Nelle riserve del Paese uno dei baluardi contro il declino della specie

di Fulco Pratesi

Decimati dalle malattie, dal bracconaggio, dall’erosionedel loro habitat. Nel Continente nero ne resistono 30mila. Molti dei quali nei parchi a due passi dagli stadi«È meglio vivere un giorno da leoni che cent’anni da pecora». Questa frase, attribuita a Benito Mussolini, fu invece trovata scritta sul muro di una casa diroccata dalla guerra nel giugno 1918.
Che il leone, fin dai tempi più remoti, sia stato il simbolo del coraggio e della magnanimità lo dicono le tante leggende che lo vedono protagonista, come l’episodio di Androclo e il leone e le infinite raffigurazioni, dalle cacce dei sovrani persiani ai miracoli che li coinvolgono con santi e patriarchi biblici, da San Gerolamo a Davide e da Daniele a Sansone (nella Bibbia il leone è citato 130 volte). Ma questa aureola di generosità e ardimento non gli è valsa ad evitare le persecuzioni.

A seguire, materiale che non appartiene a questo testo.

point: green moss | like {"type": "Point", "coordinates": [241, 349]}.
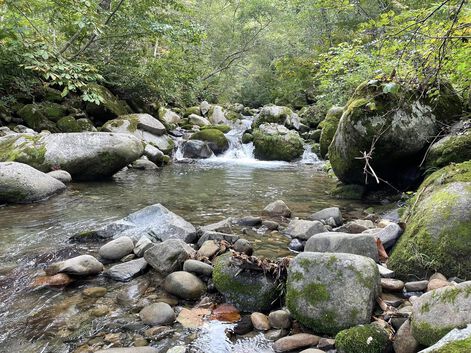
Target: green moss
{"type": "Point", "coordinates": [460, 346]}
{"type": "Point", "coordinates": [277, 147]}
{"type": "Point", "coordinates": [362, 339]}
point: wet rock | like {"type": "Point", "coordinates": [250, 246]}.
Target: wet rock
{"type": "Point", "coordinates": [249, 221]}
{"type": "Point", "coordinates": [117, 248]}
{"type": "Point", "coordinates": [184, 285]}
{"type": "Point", "coordinates": [392, 285]}
{"type": "Point", "coordinates": [291, 343]}
{"type": "Point", "coordinates": [362, 339]}
{"type": "Point", "coordinates": [208, 249]}
{"type": "Point", "coordinates": [326, 213]}
{"type": "Point", "coordinates": [319, 288]}
{"type": "Point", "coordinates": [337, 242]}
{"type": "Point", "coordinates": [20, 183]}
{"type": "Point", "coordinates": [296, 245]}
{"type": "Point", "coordinates": [404, 342]}
{"type": "Point", "coordinates": [301, 229]}
{"type": "Point", "coordinates": [83, 265]}
{"type": "Point", "coordinates": [61, 175]}
{"type": "Point", "coordinates": [243, 246]}
{"type": "Point", "coordinates": [224, 226]}
{"type": "Point", "coordinates": [260, 321]}
{"type": "Point", "coordinates": [168, 256]}
{"type": "Point", "coordinates": [143, 244]}
{"type": "Point", "coordinates": [198, 267]}
{"type": "Point", "coordinates": [416, 286]}
{"type": "Point", "coordinates": [280, 319]}
{"type": "Point", "coordinates": [248, 290]}
{"type": "Point", "coordinates": [94, 292]}
{"type": "Point", "coordinates": [157, 314]}
{"type": "Point", "coordinates": [126, 271]}
{"type": "Point", "coordinates": [277, 209]}
{"type": "Point", "coordinates": [155, 221]}
{"type": "Point", "coordinates": [438, 312]}
{"type": "Point", "coordinates": [230, 238]}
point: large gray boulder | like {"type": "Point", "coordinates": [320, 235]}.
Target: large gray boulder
{"type": "Point", "coordinates": [302, 229]}
{"type": "Point", "coordinates": [330, 292]}
{"type": "Point", "coordinates": [154, 221]}
{"type": "Point", "coordinates": [86, 155]}
{"type": "Point", "coordinates": [337, 242]}
{"type": "Point", "coordinates": [439, 311]}
{"type": "Point", "coordinates": [247, 290]}
{"type": "Point", "coordinates": [168, 256]}
{"type": "Point", "coordinates": [20, 183]}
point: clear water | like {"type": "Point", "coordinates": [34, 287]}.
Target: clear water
{"type": "Point", "coordinates": [203, 192]}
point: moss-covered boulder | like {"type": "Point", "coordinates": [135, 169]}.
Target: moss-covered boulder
{"type": "Point", "coordinates": [68, 124]}
{"type": "Point", "coordinates": [329, 292]}
{"type": "Point", "coordinates": [276, 142]}
{"type": "Point", "coordinates": [329, 127]}
{"type": "Point", "coordinates": [398, 121]}
{"type": "Point", "coordinates": [453, 148]}
{"type": "Point", "coordinates": [436, 313]}
{"type": "Point", "coordinates": [369, 338]}
{"type": "Point", "coordinates": [86, 156]}
{"type": "Point", "coordinates": [311, 116]}
{"type": "Point", "coordinates": [247, 290]}
{"type": "Point", "coordinates": [437, 236]}
{"type": "Point", "coordinates": [110, 106]}
{"type": "Point", "coordinates": [215, 139]}
{"type": "Point", "coordinates": [34, 118]}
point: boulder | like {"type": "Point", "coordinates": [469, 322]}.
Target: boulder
{"type": "Point", "coordinates": [117, 248]}
{"type": "Point", "coordinates": [437, 236]}
{"type": "Point", "coordinates": [20, 183]}
{"type": "Point", "coordinates": [127, 270]}
{"type": "Point", "coordinates": [330, 292]}
{"type": "Point", "coordinates": [86, 155]}
{"type": "Point", "coordinates": [196, 149]}
{"type": "Point", "coordinates": [277, 209]}
{"type": "Point", "coordinates": [391, 114]}
{"type": "Point", "coordinates": [337, 242]}
{"type": "Point", "coordinates": [248, 290]}
{"type": "Point", "coordinates": [217, 142]}
{"type": "Point", "coordinates": [154, 221]}
{"type": "Point", "coordinates": [184, 285]}
{"type": "Point", "coordinates": [369, 338]}
{"type": "Point", "coordinates": [439, 311]}
{"type": "Point", "coordinates": [168, 256]}
{"type": "Point", "coordinates": [157, 314]}
{"type": "Point", "coordinates": [276, 142]}
{"type": "Point", "coordinates": [329, 127]}
{"type": "Point", "coordinates": [83, 265]}
{"type": "Point", "coordinates": [301, 229]}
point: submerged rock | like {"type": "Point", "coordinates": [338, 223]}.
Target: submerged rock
{"type": "Point", "coordinates": [20, 183]}
{"type": "Point", "coordinates": [320, 287]}
{"type": "Point", "coordinates": [248, 290]}
{"type": "Point", "coordinates": [86, 156]}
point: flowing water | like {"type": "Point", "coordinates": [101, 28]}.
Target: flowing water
{"type": "Point", "coordinates": [232, 185]}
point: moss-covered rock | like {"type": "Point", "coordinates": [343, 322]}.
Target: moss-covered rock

Diffuso fino al 200 dopo Cristo nei Balcani e in Grecia (Erodoto narra che i cammelli dell’esercito di Serse che stava invadendo la Grecia nel 480 a.C. furono assaliti dai leoni al passaggio di un fiume in Tessaglia), il leone, pressato da un devastante aumento della popolazione umana nei suoi territori, si estinse poco a poco nelle aree più antropizzate. Nei territori biblici il leone scomparve al tempo delle Crociate. In Turchia uscì di scena nel 1870, in Iraq nel 1918.
Il leone persiano, discendente delle cacce di Assurbanipal, scomparve nel 1942, mentre l’ultimo esemplare di leone berbero dalla stupenda criniera nera, preda sognata di Tartarino di Tarascona, fu ucciso nel 1920 nei Monti dell’Atlante in Marocco. Chiude questo martirologio leonino, il leone del Capo (Panthera leo melanochaita), tipico del Sudafrica – anch’esso adornato di una sontuosa chioma corvina – che venne definitivamente sterminato nel 1865 dai coloni boeri e inglesi.
Di tutto il suo territorio originario, il leone, nelle sue diverse sottospecie, popola ancora una buona parte del continente africano, dalla Somalia al Senegal, dal Sahel alla Namibia, con un’unica eccezione asiatica, la foresta di Gir nel Gujarat indiano, ove meno di 500 esemplari, discendenti degli originari leoni persiani, sopravvivono protetti in un parco nazionale. Ancora negli anni 90 ne esistevano, in Africa, circa 100mila individui. Oggi sono circa 30mila, più o meno protetti anche se decimati dalle malattie (come il cimurro canino di recente importazione) e dal bracconaggio, oltre che dall’erosione del loro habitat. Nella Repubblica Sudafricana, dove si svolgono i Campionati del Mondo di calcio, di leoni ve ne sono fortunatamente ancora molti. Poterli ammirare nel loro ambiente naturale non è difficile: molte sono infatti le riserve naturali che ne ospitano un buon numero.
Ma, come nessuno si sarebbe sognato venendo in Italia in occasione dei Campionati mondiali di calcio del 90, di non visitare San Pietro, così chi seguirà in Sudafrica le gesta (speriamo eroiche) dei nostri pedatori non potrà trascurare i tanti parchi e riserve che il Sudafrica, con antica e civile efficienza, protegge. Tra tutti, il PN Kruger, uno dei più belli e antichi del mondo, estesosi recentemente anche in Mozambico, dove, assieme a tutta la fauna africana, compresi i cinque Big Five (elefante, bufalo, rinoceronte, leopardo e leone), avranno il piacere di incontrare molti dei 1.500 Re della Foresta (della sottospecie del Transvaal Panthera tigris krugeri) che ne popolano le macchie e le savane.